Versus

Getting Started With Versus

The Versus API is being developed to facilitate the comparison of digital objects. To this extent, the library abstracts the task of comparing two digital objects into two stages: (1) extraction of feature descriptors (2) computing the similarity measure of features descriptors. For the purposes of this short tutorial, examples given will focus around comparisons of image data, but the same principles apply to any other digital object.

Stage one involves two class hierarchies, one of Adapters and one of Feature Extractors. Adapters are function has bridges between existing data structures (from existing applications) to Versus-aware data structures.

For example, let’s assume we want to extract pixels from an image in RGB space and we are familiar with the java class BufferedImage. We create a new class BufferedImageAdapter that implements the interface HasRGBPixels:

public class BufferedImageAdapter implements HasRBGPixels, FileLoader {…}

HasRGBPixels is a Versus interface that imposes the ability to extract pixels from an image:

public interface  HasRGBPixels extends Adapter {

  double[][][]  getRGBPixels();
  double  getRGBPixel(int row, int column, int band);
}

Adapter is just a marker interface. We also make BufferedImageAdapter able to load files in case we want to start from files on disk. Now we can use the BufferedImageAdapter to load a file and extract its pixels in RGB. Because Adapter interfaces are being used, any extractor that knows how to extract HasRGBPixels will know how to extract pixels from a BufferedImage using the BufferedImageAdapter.

Now that we have pixels, let’s assume that we want to use a color histogram to describe a particular image and then use some comparison between to compare two color histogram descriptors. This means that we need a feature descriptor representing the color histogram and an extractor that knows how to go from HasRGBPixels to the color histogram.

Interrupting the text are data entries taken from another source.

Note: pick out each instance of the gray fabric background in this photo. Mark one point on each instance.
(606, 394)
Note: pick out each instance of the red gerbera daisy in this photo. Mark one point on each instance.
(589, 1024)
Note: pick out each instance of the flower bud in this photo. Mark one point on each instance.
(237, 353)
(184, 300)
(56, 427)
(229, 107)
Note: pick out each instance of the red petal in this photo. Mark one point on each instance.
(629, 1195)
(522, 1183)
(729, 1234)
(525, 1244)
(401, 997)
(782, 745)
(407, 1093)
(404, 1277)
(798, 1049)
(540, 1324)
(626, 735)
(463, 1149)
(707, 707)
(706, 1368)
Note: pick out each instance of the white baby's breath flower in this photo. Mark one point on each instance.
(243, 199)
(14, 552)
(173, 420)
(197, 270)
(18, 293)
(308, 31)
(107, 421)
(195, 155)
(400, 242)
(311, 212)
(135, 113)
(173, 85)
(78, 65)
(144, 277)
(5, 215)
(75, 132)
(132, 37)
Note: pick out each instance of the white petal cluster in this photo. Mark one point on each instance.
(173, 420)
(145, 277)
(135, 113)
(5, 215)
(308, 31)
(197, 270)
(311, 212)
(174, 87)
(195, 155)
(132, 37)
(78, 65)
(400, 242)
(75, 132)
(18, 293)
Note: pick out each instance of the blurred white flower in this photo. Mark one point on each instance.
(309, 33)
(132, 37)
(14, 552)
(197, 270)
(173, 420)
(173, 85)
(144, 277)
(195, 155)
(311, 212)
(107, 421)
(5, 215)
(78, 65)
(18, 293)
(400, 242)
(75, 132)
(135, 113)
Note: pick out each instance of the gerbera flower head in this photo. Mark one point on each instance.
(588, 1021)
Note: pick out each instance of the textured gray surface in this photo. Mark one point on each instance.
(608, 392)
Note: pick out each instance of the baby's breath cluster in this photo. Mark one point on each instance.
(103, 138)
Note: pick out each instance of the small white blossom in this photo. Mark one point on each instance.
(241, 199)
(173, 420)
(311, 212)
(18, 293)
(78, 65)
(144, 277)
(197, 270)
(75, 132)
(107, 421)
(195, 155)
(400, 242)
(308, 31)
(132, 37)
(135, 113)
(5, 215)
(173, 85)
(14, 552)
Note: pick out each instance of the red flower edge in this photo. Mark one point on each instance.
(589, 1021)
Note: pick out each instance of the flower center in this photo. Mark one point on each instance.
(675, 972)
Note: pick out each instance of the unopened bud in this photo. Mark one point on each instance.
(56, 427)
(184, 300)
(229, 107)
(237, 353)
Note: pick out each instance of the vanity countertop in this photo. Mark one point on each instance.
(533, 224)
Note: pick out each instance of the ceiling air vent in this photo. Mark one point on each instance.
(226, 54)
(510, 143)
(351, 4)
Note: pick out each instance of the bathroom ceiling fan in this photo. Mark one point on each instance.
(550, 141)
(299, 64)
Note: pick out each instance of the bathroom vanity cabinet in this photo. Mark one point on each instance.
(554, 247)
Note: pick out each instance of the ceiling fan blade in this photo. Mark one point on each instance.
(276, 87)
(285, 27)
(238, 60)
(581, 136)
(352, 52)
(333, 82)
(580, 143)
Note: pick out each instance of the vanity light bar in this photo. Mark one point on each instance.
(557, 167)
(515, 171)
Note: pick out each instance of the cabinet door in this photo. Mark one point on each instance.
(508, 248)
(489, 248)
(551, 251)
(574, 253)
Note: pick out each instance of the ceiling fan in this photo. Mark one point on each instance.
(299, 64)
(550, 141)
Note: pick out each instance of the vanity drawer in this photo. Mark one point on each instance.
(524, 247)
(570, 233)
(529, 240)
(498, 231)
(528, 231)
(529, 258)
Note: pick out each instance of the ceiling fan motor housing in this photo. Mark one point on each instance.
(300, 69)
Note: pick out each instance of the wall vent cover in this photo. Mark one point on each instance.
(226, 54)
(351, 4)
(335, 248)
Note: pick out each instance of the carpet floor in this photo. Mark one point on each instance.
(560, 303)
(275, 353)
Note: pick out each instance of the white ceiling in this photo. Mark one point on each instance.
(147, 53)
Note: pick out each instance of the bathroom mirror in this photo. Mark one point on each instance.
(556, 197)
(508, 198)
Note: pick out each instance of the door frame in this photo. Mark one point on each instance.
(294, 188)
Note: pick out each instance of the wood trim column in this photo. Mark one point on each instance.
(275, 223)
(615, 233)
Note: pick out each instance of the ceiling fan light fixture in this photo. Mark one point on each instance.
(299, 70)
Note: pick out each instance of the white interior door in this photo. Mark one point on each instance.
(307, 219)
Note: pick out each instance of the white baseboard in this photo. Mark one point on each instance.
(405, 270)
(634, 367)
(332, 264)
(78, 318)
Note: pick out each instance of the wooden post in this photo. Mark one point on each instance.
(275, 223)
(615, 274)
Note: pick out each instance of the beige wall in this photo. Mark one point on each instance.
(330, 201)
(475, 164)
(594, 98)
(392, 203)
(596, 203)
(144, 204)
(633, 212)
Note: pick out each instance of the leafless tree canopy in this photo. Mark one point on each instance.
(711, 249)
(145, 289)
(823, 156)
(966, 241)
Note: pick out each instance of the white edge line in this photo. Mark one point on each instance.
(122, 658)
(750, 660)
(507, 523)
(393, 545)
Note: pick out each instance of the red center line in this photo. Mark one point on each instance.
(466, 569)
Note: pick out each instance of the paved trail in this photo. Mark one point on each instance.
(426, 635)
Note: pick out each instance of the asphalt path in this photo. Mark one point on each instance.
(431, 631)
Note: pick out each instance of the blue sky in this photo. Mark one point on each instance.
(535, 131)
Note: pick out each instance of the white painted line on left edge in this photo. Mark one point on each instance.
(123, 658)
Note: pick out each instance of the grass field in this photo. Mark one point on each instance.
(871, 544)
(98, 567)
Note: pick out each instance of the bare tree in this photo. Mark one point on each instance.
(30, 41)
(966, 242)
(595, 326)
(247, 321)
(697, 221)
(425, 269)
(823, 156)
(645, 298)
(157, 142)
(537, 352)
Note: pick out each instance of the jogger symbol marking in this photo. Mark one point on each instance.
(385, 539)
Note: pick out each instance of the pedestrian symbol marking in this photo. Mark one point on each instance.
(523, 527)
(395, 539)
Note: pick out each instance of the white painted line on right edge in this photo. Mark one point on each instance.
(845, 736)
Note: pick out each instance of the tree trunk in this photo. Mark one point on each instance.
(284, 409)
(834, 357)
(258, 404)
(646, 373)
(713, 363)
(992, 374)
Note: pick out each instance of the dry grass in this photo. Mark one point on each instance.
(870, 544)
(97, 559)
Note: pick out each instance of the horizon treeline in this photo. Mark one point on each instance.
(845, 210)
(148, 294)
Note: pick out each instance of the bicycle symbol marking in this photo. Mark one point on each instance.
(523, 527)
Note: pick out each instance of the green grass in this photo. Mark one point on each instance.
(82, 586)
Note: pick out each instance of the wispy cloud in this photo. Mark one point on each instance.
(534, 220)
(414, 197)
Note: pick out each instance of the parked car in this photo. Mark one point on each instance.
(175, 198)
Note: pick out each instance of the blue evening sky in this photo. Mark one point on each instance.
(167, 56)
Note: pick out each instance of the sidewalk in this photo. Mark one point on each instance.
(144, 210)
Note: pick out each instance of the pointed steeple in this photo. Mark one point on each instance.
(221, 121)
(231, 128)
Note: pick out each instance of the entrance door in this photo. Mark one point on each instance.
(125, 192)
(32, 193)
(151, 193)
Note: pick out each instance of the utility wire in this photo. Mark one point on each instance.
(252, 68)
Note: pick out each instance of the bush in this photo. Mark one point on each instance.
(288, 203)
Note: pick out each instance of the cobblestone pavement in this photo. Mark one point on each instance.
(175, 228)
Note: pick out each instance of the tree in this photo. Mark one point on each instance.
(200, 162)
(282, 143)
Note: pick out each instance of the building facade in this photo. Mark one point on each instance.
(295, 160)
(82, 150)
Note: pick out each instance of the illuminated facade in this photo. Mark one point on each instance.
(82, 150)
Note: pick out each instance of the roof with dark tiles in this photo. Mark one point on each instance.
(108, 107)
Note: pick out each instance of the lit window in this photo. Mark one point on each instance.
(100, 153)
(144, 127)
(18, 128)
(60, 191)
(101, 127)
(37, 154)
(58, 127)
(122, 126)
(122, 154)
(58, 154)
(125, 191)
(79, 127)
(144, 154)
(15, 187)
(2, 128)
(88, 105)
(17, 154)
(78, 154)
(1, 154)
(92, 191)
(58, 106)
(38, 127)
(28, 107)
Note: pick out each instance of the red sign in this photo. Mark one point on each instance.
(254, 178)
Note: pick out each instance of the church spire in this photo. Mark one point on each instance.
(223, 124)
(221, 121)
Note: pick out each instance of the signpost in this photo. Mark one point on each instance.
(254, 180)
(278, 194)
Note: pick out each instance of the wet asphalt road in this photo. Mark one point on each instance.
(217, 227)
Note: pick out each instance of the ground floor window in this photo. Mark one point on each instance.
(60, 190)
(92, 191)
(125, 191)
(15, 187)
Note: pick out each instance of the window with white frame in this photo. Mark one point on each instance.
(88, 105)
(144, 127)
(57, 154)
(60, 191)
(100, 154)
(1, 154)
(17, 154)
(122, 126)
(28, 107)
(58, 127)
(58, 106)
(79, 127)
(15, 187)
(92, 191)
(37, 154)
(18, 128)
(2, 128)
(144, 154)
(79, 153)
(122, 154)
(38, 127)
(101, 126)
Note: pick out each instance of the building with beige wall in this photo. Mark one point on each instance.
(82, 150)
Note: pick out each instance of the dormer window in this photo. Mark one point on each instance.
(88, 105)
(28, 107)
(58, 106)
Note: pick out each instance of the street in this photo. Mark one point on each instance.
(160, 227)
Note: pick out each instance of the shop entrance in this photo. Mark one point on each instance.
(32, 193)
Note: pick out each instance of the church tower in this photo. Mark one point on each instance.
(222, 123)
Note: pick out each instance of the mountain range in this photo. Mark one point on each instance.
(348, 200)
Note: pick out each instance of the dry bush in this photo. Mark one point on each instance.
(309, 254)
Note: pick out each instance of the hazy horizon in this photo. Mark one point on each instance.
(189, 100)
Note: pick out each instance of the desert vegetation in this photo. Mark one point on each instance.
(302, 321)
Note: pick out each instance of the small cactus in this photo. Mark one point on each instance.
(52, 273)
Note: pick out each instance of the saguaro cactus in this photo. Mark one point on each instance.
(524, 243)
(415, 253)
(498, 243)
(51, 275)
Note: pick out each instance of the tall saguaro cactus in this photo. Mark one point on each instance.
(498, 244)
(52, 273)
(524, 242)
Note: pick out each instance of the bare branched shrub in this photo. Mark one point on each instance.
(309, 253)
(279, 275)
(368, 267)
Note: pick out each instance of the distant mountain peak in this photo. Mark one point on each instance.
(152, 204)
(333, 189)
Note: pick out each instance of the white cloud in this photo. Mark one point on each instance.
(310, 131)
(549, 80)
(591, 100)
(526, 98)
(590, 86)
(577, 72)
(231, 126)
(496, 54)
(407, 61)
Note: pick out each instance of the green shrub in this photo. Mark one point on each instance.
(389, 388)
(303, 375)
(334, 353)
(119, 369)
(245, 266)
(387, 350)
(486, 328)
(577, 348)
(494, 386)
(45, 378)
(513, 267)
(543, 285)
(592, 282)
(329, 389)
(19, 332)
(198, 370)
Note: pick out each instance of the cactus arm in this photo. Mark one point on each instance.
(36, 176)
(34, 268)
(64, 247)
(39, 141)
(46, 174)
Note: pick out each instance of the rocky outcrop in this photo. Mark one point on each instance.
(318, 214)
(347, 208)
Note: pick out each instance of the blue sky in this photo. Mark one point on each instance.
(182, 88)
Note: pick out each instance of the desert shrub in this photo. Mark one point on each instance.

This introduces two class hierarchies: Extractor and Descriptor. The first is in charge of going from an Adapter to a Descriptor. The second is the feature descriptor itself and will be what we compare with each other to establish how similar two digital objects are.
The most important function in Extractor is the extract function:

public interface  Extractor {

  public  Descriptor extract(Adapter adapter) throws Exception;
}

The extract function is what takes in an Adapter and creates a Descriptor. In our particular example it will take in a HasRGBPixels adapter and output a ColorHistogramDescriptor. Let’s call this extractor ColorHistogramExtractor.
Given two images, the client code to the classes briefly described so far could look something like this:

BufferedImageAdapter  adapter = new BufferedImageAdapter();
adapter.load(File file);
ColorHistogramExtractor colorHistogramExtractor = ColorHistogramExtractor();
ColorHistogramDescriptor colorHistogramDescriptor = colorHistogramExtractor.extract(adapter);

Now that we have a feature descriptor for our digital object, we are ready to discuss the class hierarchy dealing with similarity metrics, the algorithms to compare descriptors. Given an instance of a Descriptor per digital object we want to compare, a Measure implements a method to compare two descriptors:

public interface  Measure {

  Similarity compare(Descriptor feature1, Descriptor feature2) throws Exception;
}

When comparing two digital objects, the output of the comparison is defined as a Similarity. Similarities could be as complex as necessary, but they all implement a getValue() method to represent the level of similarity as a double. This is just a convenience method to get a sense of what the output looks like. It forces the developer of a new Similarity data structure to give some kind of indication of how similar two objects are.

public interface  Similarity {

  double getValue();
}

In our example, we have a HistogramDistanceMeasure that computes the Euclidean distance between the bins of the color histogram. In HistogramDistanceMeasure.compare the first thing we do is check that the two descriptors we passed in are instances of RGBHistogramDescriptor and cast them to this class. If that's not the case, we raise an UnsupportedTypeException.

public class HistogramDistanceMeasure implements Measure {
	@Override
	public Similarity compare(Descriptor feature1, Descriptor feature2)
			throws Exception {

		if (feature1 instanceof RGBHistogramDescriptor
				&& feature2 instanceof RGBHistogramDescriptor) {
			RGBHistogramDescriptor histogramFeature1 = (RGBHistogramDescriptor) feature1;
			RGBHistogramDescriptor histogramFeature2 = (RGBHistogramDescriptor) feature2;
			return compare(histogramFeature1, histogramFeature2);
		} else {
			throw new UnsupportedTypeException(
					"Similarity measure expects feature of type HistogramFeature");
		}
	}
    
    public SimilarityNumber compare(RGBHistogramDescriptor feature1,
			RGBHistogramDescriptor feature2) throws Exception {
            // implementation
    }
}

This concludes our simple tutorial. Please see source code and javadocs for more information and examples.